Sara Richardson

Optimal membrane choice for microdialysis sampling of oligosaccharides

An analytical methodology based on microdialysis sampling, high-performance anion-exchange chromatography and integrated pulsed electrochemical detection for the monitoring of oligosaccharides in bioprocesses is presented. Amylopectin and model maltooligosaccharide standards; glucose, maltose, maltotriose, maltotetraose, maltopentaose, maltohexaose and maltoheptaose were used to demonstrate its versatility in view to sampling in enzymatic bioprocesses. The performance and characteristics of membranes with the same cut-off ranging between 3 and 100 kDa, were evaluated with respect to their extraction fraction (EF), permeability factors, temperature stability and protein (enzyme) interaction. All investigated membranes showed some non-specific interaction with enzymes. The EF and non-specific membrane-enzyme interactions were higher for the polysulfone membranes compared with the polyamide and polyethersulfone membranes. For all saccharides, the EF was independent of the concentration even for a 250-fold change in concentration. The EF and morphology of the membranes in their dehydrated state, as observed using scanning electron microscopy did not show any significant difference between membranes exposed to a 90 degrees C temperature for 3 and 24 h indicating their applicability to the study of high temperature bioprocesses.

High-performance anion-exchange chromatography-electrospray mass spectrometry for investigation of the substituent distribution in hydroxypropylated potato amylopectin starch.

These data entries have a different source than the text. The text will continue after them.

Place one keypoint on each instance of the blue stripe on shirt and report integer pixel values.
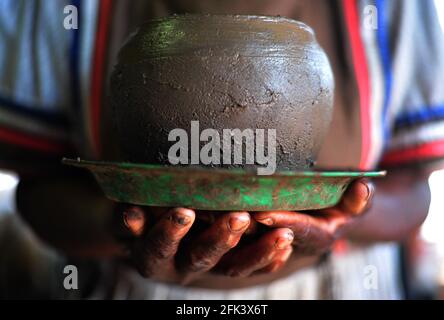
(35, 112)
(420, 116)
(384, 50)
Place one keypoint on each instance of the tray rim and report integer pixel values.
(220, 171)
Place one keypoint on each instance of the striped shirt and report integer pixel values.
(388, 62)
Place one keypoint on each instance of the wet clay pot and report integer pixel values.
(246, 72)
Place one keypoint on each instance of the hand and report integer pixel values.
(166, 247)
(315, 232)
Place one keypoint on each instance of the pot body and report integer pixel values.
(226, 72)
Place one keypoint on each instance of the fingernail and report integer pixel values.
(181, 220)
(239, 222)
(266, 221)
(285, 240)
(368, 188)
(134, 220)
(132, 214)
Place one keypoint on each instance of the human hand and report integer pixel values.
(316, 231)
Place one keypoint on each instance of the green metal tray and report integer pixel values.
(219, 189)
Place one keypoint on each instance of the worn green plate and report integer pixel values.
(219, 189)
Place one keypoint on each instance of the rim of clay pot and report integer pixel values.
(248, 35)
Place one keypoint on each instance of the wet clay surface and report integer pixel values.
(227, 72)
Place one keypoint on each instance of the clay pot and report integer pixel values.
(226, 71)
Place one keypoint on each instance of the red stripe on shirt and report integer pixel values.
(362, 76)
(98, 71)
(422, 152)
(32, 142)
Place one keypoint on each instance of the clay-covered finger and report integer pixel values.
(154, 252)
(279, 261)
(206, 250)
(357, 197)
(134, 219)
(255, 256)
(312, 234)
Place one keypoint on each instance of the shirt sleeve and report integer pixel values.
(415, 107)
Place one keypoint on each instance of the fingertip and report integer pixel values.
(134, 219)
(182, 217)
(238, 221)
(358, 196)
(284, 238)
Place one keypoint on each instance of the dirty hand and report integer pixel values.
(167, 248)
(164, 246)
(315, 232)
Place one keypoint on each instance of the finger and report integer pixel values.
(206, 250)
(279, 261)
(154, 253)
(357, 197)
(244, 261)
(134, 219)
(312, 234)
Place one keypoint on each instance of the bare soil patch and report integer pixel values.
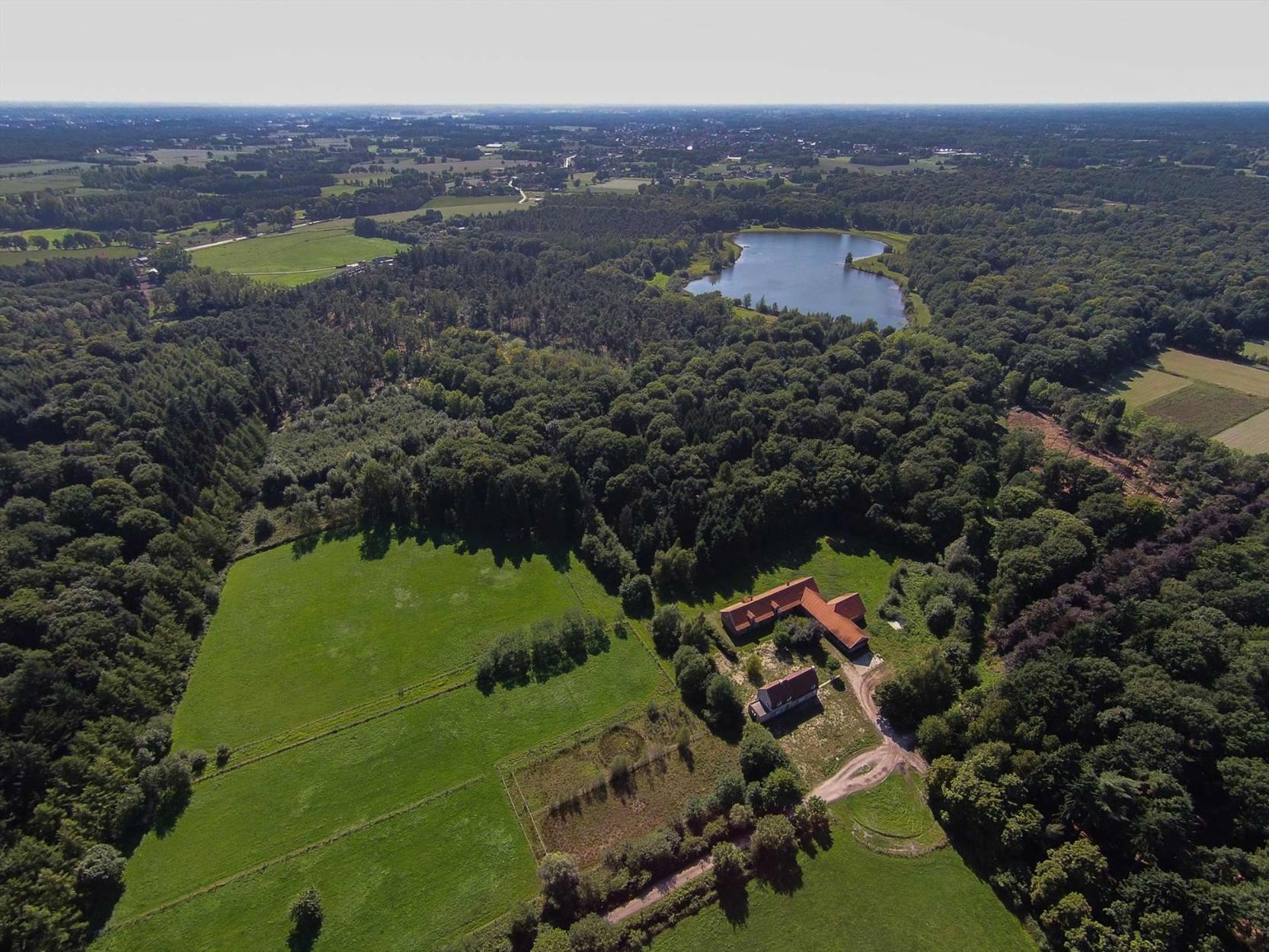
(1136, 476)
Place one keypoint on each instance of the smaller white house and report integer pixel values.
(786, 693)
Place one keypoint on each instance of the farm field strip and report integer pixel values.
(1219, 399)
(1225, 373)
(1250, 436)
(349, 717)
(299, 852)
(401, 885)
(360, 628)
(1206, 407)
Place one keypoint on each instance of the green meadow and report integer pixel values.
(398, 815)
(299, 255)
(358, 628)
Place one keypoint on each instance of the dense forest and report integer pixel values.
(523, 375)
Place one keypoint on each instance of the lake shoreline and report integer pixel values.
(819, 289)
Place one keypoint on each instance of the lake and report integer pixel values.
(805, 270)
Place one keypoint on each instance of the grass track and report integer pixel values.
(1206, 407)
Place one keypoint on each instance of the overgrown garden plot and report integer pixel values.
(372, 810)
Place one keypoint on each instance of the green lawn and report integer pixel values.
(851, 898)
(893, 807)
(297, 255)
(400, 818)
(356, 628)
(401, 885)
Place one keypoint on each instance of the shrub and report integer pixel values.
(773, 843)
(636, 594)
(101, 871)
(740, 818)
(781, 788)
(594, 933)
(725, 704)
(692, 672)
(939, 613)
(695, 634)
(619, 768)
(552, 940)
(759, 753)
(561, 887)
(729, 864)
(683, 738)
(665, 630)
(729, 790)
(754, 669)
(306, 912)
(811, 816)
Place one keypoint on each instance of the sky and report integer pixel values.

The use of high-performance anion-exchange chromatography (HPAEC) with pulsed amperometric detection (PAD) coupled on-line with electrospray mass spectrometry (ESI-MS) for analysis of the substitution pattern in chemically modified starch, has been investigated. In order to characterise the distribution of substitution groups along the polymer chain, hydroxypropylated potato amylopectin starch (HPPAP) was subjected to enzymic hydrolysis, followed by analysis of the degradation products by HPAEC-PAD-MS. When using conventional chromatographic techniques for characterisation of enzymic hydrolysates, standard compounds are required for identification of the hydrolysis products. However, the on-line coupling with ESI-MS allowed identification of all products obtained, substituted as well as unsubstituted, and also of those compounds that co-eluted, without the need for standards. Further, HPAEC-PAD-MS was shown to be useful for analysis of the substitution pattern in modified starch; from results obtained it was suggested that the hydroxypropyl groups were homogeneously distributed in the amylopectin molecule. It was also shown that the starch hydrolysing enzymes were hindered by the hydroxypropyl groups and preferentially cleaved glucosidic linkages between unsubstituted glucose units.

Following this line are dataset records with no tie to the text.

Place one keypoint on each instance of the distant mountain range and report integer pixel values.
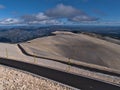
(16, 34)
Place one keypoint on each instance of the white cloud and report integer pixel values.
(69, 12)
(9, 21)
(2, 6)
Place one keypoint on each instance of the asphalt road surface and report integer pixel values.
(76, 81)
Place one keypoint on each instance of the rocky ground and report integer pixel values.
(79, 47)
(11, 79)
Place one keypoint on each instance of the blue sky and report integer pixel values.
(88, 12)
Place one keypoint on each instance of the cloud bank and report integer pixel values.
(2, 6)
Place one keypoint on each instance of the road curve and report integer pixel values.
(76, 81)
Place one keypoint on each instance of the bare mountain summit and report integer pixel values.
(79, 47)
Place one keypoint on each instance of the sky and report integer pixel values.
(59, 12)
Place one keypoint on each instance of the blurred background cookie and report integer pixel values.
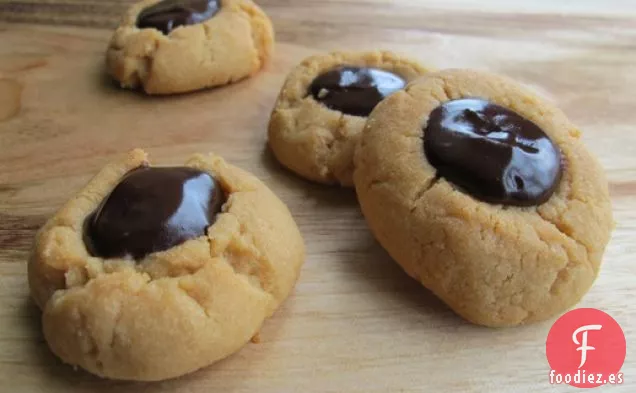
(323, 106)
(484, 193)
(151, 272)
(176, 46)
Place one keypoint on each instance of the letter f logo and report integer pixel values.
(583, 344)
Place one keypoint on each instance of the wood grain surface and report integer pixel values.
(356, 323)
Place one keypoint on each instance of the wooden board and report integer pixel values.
(356, 323)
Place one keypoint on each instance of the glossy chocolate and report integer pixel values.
(167, 15)
(492, 153)
(355, 90)
(153, 209)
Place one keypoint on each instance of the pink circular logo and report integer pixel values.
(586, 349)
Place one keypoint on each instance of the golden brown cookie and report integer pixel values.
(484, 193)
(176, 46)
(152, 272)
(323, 106)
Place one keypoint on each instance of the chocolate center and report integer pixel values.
(167, 15)
(153, 209)
(492, 153)
(355, 90)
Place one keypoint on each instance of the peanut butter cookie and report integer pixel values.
(152, 272)
(484, 193)
(323, 106)
(176, 46)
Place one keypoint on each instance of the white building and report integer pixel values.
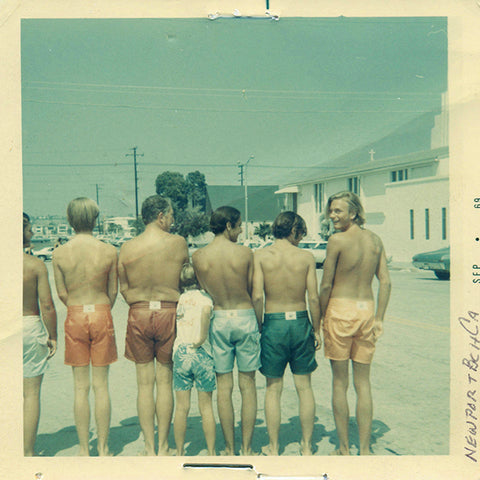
(405, 196)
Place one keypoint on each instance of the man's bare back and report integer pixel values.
(285, 269)
(224, 269)
(359, 255)
(86, 271)
(150, 265)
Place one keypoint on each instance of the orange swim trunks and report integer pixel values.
(348, 330)
(89, 336)
(151, 331)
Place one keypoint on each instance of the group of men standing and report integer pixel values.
(267, 313)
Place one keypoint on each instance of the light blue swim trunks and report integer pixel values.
(35, 348)
(234, 333)
(193, 364)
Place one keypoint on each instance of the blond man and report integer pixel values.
(351, 324)
(149, 271)
(86, 278)
(39, 336)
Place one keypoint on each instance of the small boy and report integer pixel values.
(192, 359)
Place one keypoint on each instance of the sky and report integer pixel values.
(196, 94)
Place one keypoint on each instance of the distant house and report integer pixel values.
(263, 204)
(402, 180)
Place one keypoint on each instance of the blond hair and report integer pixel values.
(354, 205)
(82, 214)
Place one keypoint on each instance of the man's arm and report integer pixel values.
(313, 300)
(250, 270)
(204, 325)
(384, 288)
(47, 308)
(59, 279)
(112, 282)
(329, 268)
(122, 277)
(257, 288)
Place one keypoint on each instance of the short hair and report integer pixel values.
(221, 216)
(82, 214)
(153, 206)
(187, 276)
(286, 222)
(354, 205)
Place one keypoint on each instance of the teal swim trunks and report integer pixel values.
(234, 334)
(287, 338)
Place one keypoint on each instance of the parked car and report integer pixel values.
(318, 249)
(44, 253)
(438, 261)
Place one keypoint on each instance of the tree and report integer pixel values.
(197, 190)
(263, 230)
(173, 186)
(191, 222)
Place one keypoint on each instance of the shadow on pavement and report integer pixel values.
(378, 431)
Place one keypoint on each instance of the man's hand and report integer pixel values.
(377, 329)
(52, 347)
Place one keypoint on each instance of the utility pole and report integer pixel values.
(245, 184)
(100, 223)
(134, 155)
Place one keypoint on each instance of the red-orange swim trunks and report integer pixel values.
(151, 331)
(89, 335)
(348, 330)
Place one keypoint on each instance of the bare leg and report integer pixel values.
(361, 379)
(306, 410)
(273, 413)
(102, 407)
(340, 404)
(31, 412)
(208, 420)
(182, 407)
(164, 405)
(145, 404)
(81, 407)
(248, 390)
(225, 410)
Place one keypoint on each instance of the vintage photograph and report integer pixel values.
(266, 116)
(237, 229)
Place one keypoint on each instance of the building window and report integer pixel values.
(354, 185)
(412, 225)
(399, 175)
(318, 193)
(444, 223)
(427, 224)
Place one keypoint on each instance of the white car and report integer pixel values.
(44, 253)
(318, 250)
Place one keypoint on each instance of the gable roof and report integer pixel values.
(407, 145)
(263, 204)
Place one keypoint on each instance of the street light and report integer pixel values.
(243, 167)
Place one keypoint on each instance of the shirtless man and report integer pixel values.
(149, 270)
(225, 271)
(350, 324)
(286, 274)
(86, 278)
(39, 337)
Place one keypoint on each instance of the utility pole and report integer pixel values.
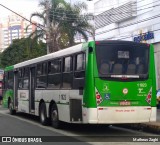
(47, 26)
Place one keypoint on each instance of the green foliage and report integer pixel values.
(65, 21)
(20, 51)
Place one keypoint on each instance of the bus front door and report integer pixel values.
(32, 90)
(16, 89)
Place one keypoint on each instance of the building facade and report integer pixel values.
(131, 20)
(14, 27)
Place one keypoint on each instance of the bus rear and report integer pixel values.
(124, 83)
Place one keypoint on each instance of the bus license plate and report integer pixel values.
(125, 103)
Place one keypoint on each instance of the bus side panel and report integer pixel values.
(23, 101)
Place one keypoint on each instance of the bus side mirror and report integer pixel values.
(90, 49)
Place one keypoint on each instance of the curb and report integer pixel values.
(146, 127)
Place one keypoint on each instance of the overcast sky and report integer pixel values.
(27, 6)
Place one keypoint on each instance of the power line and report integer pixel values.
(121, 5)
(21, 16)
(60, 13)
(140, 21)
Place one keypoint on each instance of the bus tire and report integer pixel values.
(54, 117)
(11, 110)
(43, 114)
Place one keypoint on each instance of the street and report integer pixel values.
(27, 125)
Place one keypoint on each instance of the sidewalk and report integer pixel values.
(153, 127)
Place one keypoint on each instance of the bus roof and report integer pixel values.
(70, 50)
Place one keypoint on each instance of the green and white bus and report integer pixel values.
(102, 82)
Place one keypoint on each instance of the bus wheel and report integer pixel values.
(54, 117)
(43, 114)
(12, 112)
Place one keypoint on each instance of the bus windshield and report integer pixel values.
(118, 60)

Microdialysis clean-up and sampling in enzyme-based methods for the characterisation of starch

Microdialysis was used for sampling enzyme hydrolysis products of starch hydrolysed with beta -amylase, pullulanase, and/or isoamylase, to obtain information about the molecular structure of starch. Starches from waxy, normal, and high amylose maize, and from normal and genetically modified potato (amylose deficient) were used, and also commercial potato amyloses. The hydrolysis products were analysed using high-performance anion-exchange chromatography with pulsed amperometric detection (HPAEC-PAD). Simultaneous sampling and sample clean-up were achieved with microdialysis, thus enabling on-line injection into the liquid chromatographic system. The molecular weight cut-off of the membrane allowed for diffusion of small molecules such as oligosaccharides through the membrane, but hindered large molecules, e.g. enzymes and large polysaccharides, from entering the chromatographic system. With microdialysis sampling, it was possible to investigate the short chain fractions of debranched starch in the presence of amylose without pre-fractionation. The microdialysis-HPAEC-PAD system was also used for determination of the A:B chain ratio and the P-limit value. After P-amylolysis, only liberated maltose diffused through the dialysis membrane, which resulted in on-line sample clean-up from branched P-limit dextrin as well as from the enzyme. The proposed method is fast and easy to handle since clean-up of the hydrolysate is achieved on-line with the chromatographic system

Rapid determination of enzyme purity by a microdialysis-based assay

Microdialysis was shown to be useful as a fast on-line sampling method for determining the purity of starch hydrolysing enzymes. The enzymes were characterised using their hydrolytic properties. β-Amylases and pullulanases from different sources and/or manufacturers were investigated, with maltose, maltoheptaose, pullulan, and potato amylopectin starch (PAP) as substrates. The hydrolysis products were sampled via an on-line microdialysis probe and determined in a high-performance anion-exchange chromatographic (HPAEC) system. Comparison between the expected (theoretical) hydrolysis products with those obtained in the experiments made it possible to determine impurities in the enzymes. Two of the β-amylases and one pullulanase released unwanted hydrolysis products, indicating trace impurities in the enzyme preparation. Microdialysis sampling allows on-line sampling and eliminates separate sample preparation and clean-up steps. On-line microdialysis coupled to a HPAEC system is therefore a fast and simple technique for analysing enzyme hydrolysates.